Этот же самый Ветлугин, спокойно, с сознанием чувства долга «спускавший шкуры» с людей, в то же время неустанно заботился о матросах: об их пище, обмундировании, частных работах, об их отдыхе и досуге. Боже сохрани было у него на корабле потревожить без крайней необходимости команду во время обеда или ужина или в то время, когда она, по судовому расписанию, отдыхает. Он запарывал шкиперов, баталеров и каптенармусов, если замечал злоупотребления. Отдача под суд грозила ревизору, если бы Ветлугин заметил, что матроса обкрадывают. Он презирал казнокрадов и, сам до щепетильности честный, никогда не пользовался никакими, даже и считавшимися в те времена «безгрешными», доходами в виде разных «экономий» и «остатков». Все эти экономии и остатки шли на улучшение пищи и одежды матросов. У него в экипаже[31] матросы всегда были щегольски одеты, ели отлично, имели и на берегу по чарке водки и получали на руки незначительные деньги в добавление к своему скудному жалованью. В этом отношении Ветлугин был безупречен.

Точно так же он не терпел непотизма и никогда ни о чем не просил даже за своих сыновей. Старшего своего сына, моряка офицера, служившего на эскадре, которой, уже адмиралом, командовал Ветлугин, он так допекал, был до того к нему строг и придирчив, что сын просил о переводе в другую флотскую дивизию, чтобы только не быть под начальством грозного адмирала-отца. Если он и просил за сыновей, то для того только, чтобы им не мирволили и держали в ежовых рукавицах.

Прокомандовав в течение многих лет эскадрами, Ветлугин был, наконец, произведен в полные адмиралы и получил почетное береговое место в Петербурге.
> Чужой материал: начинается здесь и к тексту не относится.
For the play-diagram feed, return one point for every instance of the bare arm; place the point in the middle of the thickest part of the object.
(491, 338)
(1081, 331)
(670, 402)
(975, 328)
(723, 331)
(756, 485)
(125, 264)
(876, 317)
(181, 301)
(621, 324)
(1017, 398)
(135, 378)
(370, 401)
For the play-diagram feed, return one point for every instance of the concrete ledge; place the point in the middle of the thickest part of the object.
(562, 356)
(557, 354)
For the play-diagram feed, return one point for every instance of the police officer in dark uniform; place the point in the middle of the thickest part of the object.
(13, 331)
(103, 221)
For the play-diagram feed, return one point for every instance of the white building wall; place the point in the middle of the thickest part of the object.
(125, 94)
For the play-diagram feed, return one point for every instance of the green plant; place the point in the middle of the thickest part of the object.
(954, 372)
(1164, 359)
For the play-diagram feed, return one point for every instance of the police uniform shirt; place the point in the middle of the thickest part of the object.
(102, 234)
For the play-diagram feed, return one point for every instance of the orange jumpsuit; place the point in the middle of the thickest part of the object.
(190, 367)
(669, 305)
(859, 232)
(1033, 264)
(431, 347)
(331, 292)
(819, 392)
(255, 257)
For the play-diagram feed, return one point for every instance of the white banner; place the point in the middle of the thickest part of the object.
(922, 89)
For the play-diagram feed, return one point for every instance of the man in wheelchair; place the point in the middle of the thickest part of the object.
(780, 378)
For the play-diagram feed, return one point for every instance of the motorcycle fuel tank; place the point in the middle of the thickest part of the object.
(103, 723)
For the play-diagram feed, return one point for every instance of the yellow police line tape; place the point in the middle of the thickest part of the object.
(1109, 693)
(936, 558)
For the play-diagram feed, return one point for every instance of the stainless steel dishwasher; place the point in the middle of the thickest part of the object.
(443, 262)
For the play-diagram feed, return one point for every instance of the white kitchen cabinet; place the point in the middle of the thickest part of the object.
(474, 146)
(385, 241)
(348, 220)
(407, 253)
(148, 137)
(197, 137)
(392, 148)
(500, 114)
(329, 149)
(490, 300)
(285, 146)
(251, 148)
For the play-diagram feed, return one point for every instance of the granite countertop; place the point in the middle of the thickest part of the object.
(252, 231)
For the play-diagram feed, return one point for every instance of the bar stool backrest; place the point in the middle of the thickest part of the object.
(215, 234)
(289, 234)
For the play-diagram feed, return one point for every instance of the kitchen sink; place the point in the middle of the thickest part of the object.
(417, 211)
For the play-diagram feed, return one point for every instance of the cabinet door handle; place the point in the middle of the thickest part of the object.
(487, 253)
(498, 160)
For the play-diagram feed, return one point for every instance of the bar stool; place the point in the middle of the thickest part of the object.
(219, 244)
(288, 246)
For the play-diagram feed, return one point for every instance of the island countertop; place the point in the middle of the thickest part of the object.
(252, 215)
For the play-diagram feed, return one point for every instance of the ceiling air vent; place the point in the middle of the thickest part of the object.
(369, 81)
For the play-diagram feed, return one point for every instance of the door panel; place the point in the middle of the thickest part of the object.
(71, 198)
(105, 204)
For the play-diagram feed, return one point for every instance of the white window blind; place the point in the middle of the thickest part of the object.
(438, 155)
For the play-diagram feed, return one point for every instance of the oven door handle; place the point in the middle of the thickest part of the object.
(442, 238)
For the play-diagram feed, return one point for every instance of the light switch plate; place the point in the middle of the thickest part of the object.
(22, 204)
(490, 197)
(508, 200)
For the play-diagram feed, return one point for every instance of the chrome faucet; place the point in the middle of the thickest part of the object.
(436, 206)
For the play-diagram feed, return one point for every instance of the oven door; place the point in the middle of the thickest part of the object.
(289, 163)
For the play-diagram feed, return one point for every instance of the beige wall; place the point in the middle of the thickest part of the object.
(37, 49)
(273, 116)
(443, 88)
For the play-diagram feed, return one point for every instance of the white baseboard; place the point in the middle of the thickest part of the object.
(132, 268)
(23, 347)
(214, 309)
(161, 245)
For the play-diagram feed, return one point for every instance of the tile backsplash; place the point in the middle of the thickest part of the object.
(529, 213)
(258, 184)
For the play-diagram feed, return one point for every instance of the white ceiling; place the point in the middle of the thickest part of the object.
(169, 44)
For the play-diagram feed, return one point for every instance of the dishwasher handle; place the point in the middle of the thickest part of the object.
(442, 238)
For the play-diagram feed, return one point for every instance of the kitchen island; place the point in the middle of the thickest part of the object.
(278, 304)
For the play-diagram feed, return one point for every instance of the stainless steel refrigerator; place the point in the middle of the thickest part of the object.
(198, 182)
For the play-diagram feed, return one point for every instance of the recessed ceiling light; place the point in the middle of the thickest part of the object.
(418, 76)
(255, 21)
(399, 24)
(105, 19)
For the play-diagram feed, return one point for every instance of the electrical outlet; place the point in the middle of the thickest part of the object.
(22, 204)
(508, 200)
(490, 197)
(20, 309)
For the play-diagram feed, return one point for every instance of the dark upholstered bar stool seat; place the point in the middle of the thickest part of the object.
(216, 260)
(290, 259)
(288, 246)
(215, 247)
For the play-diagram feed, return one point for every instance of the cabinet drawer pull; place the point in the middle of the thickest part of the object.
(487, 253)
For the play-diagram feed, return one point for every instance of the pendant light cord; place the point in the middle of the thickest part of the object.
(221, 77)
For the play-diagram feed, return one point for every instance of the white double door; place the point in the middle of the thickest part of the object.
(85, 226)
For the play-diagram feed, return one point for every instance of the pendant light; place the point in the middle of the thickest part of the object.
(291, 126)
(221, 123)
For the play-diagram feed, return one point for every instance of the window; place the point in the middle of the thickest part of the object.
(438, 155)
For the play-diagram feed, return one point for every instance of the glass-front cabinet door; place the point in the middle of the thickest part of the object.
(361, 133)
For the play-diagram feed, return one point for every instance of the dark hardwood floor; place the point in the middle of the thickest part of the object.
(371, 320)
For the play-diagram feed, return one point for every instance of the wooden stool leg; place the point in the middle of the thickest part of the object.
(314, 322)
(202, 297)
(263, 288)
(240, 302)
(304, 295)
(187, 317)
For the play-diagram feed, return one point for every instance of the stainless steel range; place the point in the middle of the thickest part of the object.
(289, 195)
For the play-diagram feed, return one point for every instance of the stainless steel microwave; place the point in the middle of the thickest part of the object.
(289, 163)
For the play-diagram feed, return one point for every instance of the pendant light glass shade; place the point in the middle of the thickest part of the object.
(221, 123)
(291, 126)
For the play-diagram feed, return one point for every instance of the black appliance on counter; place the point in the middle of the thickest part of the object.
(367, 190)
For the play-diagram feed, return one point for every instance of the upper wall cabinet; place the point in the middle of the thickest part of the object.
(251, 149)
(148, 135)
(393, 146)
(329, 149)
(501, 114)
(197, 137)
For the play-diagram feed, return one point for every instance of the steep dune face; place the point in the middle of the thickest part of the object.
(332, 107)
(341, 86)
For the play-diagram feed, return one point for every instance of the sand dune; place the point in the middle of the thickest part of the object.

В описываемое время адмирал Ветлугин давно был на покое и не плавал, перестав быть грозою во флоте. Ему уж не приходилось следить зорким напряженным глазом с подзорной трубою в руках, со своего флагманского стопушечного корабля, за любимой своей эскадрой, шедшей в бейдевинд, под марселями и брамселями, двумя стройными колоннами, в составе нескольких кораблей и фрегатов, с легкими посылочными судами — шкунами и тендерами, плывущими, словно маленькие птички, по бокам гордых кораблей-лебедей, — не приходилось, говорю, следить за эскадрой, которой он только что приказал сделать сигнал: «Прибавить парусов и гнать к ветру!» Уж он не любуется быстрым исполнением сигнала и не видит перед собою этих моментально окрылившихся всеми парусами кораблей, которые быстро понеслись по морю. Не видит он и этого совсем накренившегося тендера, под командою его сына, молодого лихого лейтенанта, — тендера, под всеми парусами несущегося к адмиральскому кораблю. Он проносится под самой кормой адмирала и, получив на ходу приказание идти в Севастополь, мастерски делает крутой поворот и, чертя бортом воду, мчится, словно чайка, скрываясь от глаз по обыкновению на вид сурового, но в душе довольного адмирала-отца.

Да, ничего он этого не видит, да и не на что теперь смотреть! Парусным судам подписан смертный приговор, и уже паровые корабли плавают в море, попыхивая из труб черным густым дымом, оскорбляющим мысленный взор старого «парусника», презрительно называющего новые суда «самоварами», благодаря которым исчезнут будто бы настоящие лихие моряки и «школа».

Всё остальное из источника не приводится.